Our community MDS patients are primarily people living with disability, poor memory or dementia, or people who are just generally not managing well with their medications, especially the elderly group. In most cases it’s people who are on polypharmacy, needing to take medicines at different times of the day, and who can’t manage to do this at home by themselves.

How much did it cost to set up the service?

It does come with an extra cost, which when we first started was something we as a pharmacy had to absorb. We have to source the MDS trays and the seals, and more importantly it’s a very time-consuming job. We have three members of staff – one tech and two assistants – purely concentrating on these MDS trays just for our branch. In the last four to five years, Portsmouth CCG has paid for a concordance service, but before that we did it without any funding apart from the dispensing fees on the prescription.

What, if any, training did you or other team members have to undergo?

We do in-house training for our staff who work on this as there are various pieces of paperwork they need to know how to check.

In a nutshell, what does the service involve?

We get patients asking us for MDS all the time. We then need our local Medicines Advice at Home team to go to their home to assess the conditions and check that the patient is in general need for MDS trays. If so, they’ll send a referral letter to us to let us know when to start the trays and if the patient can come in to collect it or if we need to deliver.

We can also take people referred to us by the hospital, and again we will let the Medicines Advice at Home team know we have done this. And when a patient is admitted to hospital and then comes out they are supplied with a week’s worth of medicines and we can continue to supply after that, which can fit with the discharge medicines service (DMS).
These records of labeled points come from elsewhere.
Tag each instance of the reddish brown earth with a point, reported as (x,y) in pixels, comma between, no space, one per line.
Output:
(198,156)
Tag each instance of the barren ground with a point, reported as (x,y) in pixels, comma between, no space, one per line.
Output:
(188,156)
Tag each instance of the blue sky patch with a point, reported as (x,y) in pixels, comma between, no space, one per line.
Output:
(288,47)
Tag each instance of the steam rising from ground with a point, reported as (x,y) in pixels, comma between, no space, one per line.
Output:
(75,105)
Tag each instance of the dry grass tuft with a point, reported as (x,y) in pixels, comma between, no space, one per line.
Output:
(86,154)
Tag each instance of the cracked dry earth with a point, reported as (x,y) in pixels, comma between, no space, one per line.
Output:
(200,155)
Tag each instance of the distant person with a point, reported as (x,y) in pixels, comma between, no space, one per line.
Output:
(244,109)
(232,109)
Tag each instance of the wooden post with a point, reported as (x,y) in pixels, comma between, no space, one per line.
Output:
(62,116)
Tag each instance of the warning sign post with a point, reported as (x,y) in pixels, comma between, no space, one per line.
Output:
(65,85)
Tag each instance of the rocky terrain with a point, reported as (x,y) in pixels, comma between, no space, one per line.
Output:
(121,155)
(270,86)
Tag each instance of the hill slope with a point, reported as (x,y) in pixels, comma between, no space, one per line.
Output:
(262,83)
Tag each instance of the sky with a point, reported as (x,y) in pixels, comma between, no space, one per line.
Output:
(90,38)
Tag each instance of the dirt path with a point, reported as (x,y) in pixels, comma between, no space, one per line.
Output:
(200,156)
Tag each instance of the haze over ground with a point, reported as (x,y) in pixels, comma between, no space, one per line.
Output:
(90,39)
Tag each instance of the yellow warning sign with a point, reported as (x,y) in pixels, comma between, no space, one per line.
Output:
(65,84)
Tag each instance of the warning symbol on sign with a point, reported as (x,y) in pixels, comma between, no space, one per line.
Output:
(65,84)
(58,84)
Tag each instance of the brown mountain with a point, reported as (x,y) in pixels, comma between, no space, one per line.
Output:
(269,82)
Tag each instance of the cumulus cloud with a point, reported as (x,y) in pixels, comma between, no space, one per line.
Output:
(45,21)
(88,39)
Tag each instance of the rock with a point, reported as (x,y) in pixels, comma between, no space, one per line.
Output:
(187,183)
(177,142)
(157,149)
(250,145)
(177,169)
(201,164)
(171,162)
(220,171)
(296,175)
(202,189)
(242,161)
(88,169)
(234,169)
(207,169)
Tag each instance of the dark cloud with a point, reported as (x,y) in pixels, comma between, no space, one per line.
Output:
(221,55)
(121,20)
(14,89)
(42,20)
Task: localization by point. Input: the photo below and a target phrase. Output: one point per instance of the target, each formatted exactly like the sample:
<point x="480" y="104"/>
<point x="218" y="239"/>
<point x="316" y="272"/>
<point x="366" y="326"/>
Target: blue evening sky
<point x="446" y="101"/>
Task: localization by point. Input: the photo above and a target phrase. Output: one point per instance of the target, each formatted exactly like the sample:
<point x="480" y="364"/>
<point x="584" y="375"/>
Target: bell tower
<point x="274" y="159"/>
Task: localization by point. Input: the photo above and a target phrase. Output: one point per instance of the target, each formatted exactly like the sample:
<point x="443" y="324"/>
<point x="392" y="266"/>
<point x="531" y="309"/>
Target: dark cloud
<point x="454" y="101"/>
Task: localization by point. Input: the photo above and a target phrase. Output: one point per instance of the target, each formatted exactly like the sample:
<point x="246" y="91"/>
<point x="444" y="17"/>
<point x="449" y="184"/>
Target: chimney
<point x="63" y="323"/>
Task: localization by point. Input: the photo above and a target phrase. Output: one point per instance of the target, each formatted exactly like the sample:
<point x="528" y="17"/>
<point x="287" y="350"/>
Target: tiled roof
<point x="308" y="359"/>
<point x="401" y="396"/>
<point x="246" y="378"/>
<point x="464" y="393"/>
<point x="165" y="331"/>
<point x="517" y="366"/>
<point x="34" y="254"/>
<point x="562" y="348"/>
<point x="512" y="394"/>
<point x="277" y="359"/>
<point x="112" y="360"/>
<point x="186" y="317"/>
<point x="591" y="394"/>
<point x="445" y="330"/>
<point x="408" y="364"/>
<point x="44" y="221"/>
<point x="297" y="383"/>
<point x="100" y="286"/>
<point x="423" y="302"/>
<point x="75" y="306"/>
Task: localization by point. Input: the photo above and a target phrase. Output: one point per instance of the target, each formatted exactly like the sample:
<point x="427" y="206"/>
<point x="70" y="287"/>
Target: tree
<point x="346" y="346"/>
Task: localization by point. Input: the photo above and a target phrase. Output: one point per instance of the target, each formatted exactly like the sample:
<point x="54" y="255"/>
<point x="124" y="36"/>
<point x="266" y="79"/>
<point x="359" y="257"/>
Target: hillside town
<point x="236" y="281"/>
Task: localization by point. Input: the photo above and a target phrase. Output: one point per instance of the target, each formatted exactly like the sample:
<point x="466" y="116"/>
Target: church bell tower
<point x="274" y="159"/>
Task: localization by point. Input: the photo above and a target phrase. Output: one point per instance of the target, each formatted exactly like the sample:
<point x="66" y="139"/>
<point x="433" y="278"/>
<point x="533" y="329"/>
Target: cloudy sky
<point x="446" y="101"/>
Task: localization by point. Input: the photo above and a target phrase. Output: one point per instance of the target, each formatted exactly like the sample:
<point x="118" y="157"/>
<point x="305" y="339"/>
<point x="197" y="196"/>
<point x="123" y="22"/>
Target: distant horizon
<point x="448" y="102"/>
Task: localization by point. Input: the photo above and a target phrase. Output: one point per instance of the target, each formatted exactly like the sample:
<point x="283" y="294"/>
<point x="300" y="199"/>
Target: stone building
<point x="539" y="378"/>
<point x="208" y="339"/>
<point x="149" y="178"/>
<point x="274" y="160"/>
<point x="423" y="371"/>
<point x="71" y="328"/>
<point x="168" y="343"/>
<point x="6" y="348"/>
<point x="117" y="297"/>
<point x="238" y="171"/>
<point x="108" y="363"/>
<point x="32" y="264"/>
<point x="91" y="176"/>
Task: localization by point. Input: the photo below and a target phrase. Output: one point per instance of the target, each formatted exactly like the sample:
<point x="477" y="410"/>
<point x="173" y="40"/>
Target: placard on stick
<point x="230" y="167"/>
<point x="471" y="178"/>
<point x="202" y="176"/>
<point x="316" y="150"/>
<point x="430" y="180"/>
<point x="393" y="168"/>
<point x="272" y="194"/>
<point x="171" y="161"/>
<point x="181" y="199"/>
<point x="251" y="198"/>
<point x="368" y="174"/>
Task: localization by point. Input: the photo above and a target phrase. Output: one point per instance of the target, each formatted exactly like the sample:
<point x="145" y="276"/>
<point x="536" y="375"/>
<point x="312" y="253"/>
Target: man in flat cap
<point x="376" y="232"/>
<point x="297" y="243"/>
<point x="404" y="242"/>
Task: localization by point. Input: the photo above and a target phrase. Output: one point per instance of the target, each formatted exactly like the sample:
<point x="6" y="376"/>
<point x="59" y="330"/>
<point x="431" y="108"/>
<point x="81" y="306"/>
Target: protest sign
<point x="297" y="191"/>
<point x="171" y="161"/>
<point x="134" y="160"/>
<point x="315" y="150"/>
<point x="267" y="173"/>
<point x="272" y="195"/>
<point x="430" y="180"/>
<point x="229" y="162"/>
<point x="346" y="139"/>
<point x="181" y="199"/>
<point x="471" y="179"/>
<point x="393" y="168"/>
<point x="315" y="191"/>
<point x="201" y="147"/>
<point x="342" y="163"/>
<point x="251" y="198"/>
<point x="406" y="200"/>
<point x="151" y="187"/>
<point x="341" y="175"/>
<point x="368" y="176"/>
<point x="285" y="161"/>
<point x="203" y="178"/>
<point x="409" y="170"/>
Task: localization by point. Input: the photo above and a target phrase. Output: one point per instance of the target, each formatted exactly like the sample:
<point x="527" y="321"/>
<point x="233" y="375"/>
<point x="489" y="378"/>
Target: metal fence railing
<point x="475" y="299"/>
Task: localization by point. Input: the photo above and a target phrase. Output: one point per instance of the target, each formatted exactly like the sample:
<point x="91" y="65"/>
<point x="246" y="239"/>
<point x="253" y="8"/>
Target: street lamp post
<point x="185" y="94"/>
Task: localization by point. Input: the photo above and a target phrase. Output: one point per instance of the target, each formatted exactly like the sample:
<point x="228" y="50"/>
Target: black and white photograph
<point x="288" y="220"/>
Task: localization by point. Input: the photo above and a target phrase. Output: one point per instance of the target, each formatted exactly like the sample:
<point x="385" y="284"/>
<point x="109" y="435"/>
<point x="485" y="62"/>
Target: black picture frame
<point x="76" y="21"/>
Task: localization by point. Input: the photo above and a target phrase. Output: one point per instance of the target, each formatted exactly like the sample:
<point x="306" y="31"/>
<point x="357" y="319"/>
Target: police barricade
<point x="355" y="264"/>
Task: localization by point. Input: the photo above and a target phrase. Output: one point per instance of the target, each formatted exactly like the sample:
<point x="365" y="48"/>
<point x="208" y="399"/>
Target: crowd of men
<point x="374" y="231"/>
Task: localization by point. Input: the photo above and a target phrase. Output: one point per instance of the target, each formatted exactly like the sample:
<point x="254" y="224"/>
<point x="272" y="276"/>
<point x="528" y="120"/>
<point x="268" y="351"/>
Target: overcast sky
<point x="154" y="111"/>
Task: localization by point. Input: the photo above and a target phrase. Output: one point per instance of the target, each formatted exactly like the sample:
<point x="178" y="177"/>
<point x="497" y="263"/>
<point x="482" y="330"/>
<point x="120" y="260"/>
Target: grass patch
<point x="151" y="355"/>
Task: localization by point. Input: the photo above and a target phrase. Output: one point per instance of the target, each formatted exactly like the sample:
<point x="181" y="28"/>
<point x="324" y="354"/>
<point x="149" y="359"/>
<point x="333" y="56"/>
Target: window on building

How have patients responded to the service?

They get on with it really well and it takes a lot of pressure off families, especially if their family don't live with them. Patients and their families can call us to get a bit of reassurance if the person gets a new prescription or antibiotics or cream, and if they can’t come out we know the patient well and we deliver. We are always here to help out and our patients say they are really grateful for the service.

Roughly how often each month do you carry out the service?

We started with 50 and now do around 180 a month, with an average of around 6-8 medicines in a tray.

How much do you charge for the service?

It’s free for the patient.

Would you recommend offering this service to other contractors?

In the community there a lot of requests for it which means people need it, but you have to have enough staff. I don't like to say no to people who need help, but you need to think if you have enough resources to offer a quality service and make sure the rest of your business is also running well. For us, it’s a very satisfying job that keeps us really busy, and is a genuine help for patients in need.